Monday, July 14, 2014


Learning about things new to me often gets me out of a funk.  There are so many great things undiscovered out there and so little time to find them. I am so glad I've started reading The Sunday Times or I might not have discovered Pergolesi-Stabat Mater and its awesome, calming yet overwhelming beauty.

I did not know a thing about  this recording (or any performance of it), but am  so enthralled I cannot stop listening...soprano Margaret Marshall performs on this particular release.

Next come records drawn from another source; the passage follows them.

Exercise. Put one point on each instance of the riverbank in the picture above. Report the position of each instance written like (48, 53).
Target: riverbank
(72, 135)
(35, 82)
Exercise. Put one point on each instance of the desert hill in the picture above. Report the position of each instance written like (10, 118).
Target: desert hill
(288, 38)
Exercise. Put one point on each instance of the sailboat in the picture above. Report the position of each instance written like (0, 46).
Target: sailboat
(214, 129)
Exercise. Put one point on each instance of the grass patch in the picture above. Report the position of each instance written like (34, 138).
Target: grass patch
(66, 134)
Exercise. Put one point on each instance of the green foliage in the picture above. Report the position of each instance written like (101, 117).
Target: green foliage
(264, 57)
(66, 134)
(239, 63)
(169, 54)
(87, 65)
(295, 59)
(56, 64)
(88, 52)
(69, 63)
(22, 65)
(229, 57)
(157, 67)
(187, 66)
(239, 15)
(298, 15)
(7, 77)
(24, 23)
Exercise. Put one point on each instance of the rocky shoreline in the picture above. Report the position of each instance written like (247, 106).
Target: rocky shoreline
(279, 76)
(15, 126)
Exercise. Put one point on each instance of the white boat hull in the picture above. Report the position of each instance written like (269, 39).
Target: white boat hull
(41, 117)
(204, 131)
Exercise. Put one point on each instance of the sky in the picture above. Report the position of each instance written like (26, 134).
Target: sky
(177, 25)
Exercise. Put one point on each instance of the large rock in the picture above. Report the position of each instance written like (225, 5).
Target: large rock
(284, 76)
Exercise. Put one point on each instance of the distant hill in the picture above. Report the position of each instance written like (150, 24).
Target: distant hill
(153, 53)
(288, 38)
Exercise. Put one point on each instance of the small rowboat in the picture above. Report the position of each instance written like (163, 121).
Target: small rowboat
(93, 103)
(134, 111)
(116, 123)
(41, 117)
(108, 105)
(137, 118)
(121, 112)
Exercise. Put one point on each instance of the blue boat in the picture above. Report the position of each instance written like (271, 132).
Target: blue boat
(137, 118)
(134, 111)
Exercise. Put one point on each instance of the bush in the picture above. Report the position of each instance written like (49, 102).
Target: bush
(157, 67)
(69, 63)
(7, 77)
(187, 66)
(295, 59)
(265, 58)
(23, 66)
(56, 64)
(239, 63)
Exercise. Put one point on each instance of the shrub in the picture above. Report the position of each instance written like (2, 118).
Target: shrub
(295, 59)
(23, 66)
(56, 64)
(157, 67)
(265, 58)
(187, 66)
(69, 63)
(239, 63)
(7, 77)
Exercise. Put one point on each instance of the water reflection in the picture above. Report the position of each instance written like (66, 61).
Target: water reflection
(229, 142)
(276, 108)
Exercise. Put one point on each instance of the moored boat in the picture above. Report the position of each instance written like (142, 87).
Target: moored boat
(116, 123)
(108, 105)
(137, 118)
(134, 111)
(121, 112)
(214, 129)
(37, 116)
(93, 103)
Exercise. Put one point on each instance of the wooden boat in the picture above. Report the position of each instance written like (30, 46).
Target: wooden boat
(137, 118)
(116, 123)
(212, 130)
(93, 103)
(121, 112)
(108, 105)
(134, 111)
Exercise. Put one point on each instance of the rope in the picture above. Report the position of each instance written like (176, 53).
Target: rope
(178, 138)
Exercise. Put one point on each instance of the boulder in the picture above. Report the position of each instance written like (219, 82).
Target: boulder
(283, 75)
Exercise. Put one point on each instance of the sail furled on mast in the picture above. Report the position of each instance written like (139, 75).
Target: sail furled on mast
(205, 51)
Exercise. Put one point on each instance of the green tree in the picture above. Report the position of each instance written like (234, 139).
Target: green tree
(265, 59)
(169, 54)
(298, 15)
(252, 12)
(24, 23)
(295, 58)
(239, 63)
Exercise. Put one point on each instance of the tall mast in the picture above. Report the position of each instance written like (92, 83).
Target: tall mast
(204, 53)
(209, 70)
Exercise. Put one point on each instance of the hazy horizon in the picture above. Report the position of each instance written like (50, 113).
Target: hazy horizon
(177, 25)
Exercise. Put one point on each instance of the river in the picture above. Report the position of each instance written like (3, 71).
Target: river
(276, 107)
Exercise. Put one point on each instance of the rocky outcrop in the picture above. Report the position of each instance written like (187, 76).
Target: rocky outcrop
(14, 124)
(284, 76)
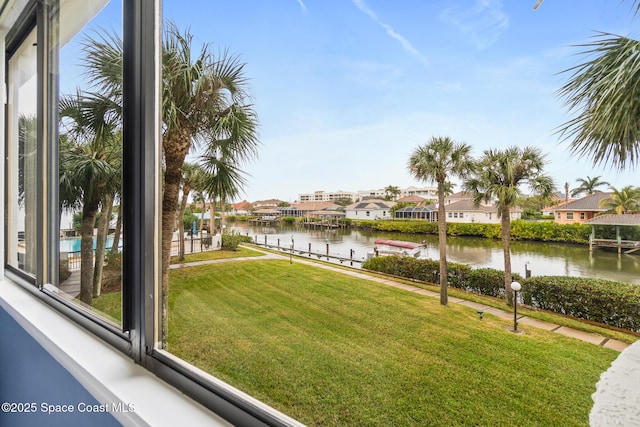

Wikipedia explains more about the original music:

Stabat Mater Dolorosa, often referred to as Stabat Mater, is a 13th-century Catholic hymn to Mary, variously attributed to the Franciscan Jacopone da Todi and to Innocent III. It is about the Sorrows of Mary.[1][2][3]
The title of the sorrowful hymn is an incipit of the first line, Stabat mater dolorosa ("The sorrowful mother stood").[4] The Stabat Mater hymn, one of the most powerful and immediate of extant medieval poems, meditates on the suffering of Mary, Jesus Christ's mother, during his crucifixion. It is sung at the liturgy on the memorial of Our Lady of Sorrows. The Stabat Mater has been set to music by many composers, with the most famous settings being those by Palestrina, Pergolesi, Alessandro Scarlatti and Domenico Scarlatti, Vivaldi, Haydn, Rossini, Poulenc, and Dvořák.
The Stabat Mater was well known by the end of the 14th century and Georgius Stella wrote of its use in 1388, while other historians note its use later in the same century. In Provence, about 1399, it was used during the nine days processions.[5]
As a liturgical sequence, the Stabat Mater was suppressed, along with hundreds of other sequences, by the Council of Trent, but restored to the missal by Pope Benedict XIII in 1727 for the Feast of the Seven Dolours of the Blessed Virgin Mary.[6]
 
It appeared on a playlist of  actress Janet McTeer's favorite songs , one of which is "Nothing Compares 2 U," something I usually avoid at all costs since it has to be one of the most emotionally draining listening experiences ever. She also cites "Hallelujah" (particularly Jeff Buckley's cover) as another strong favorite.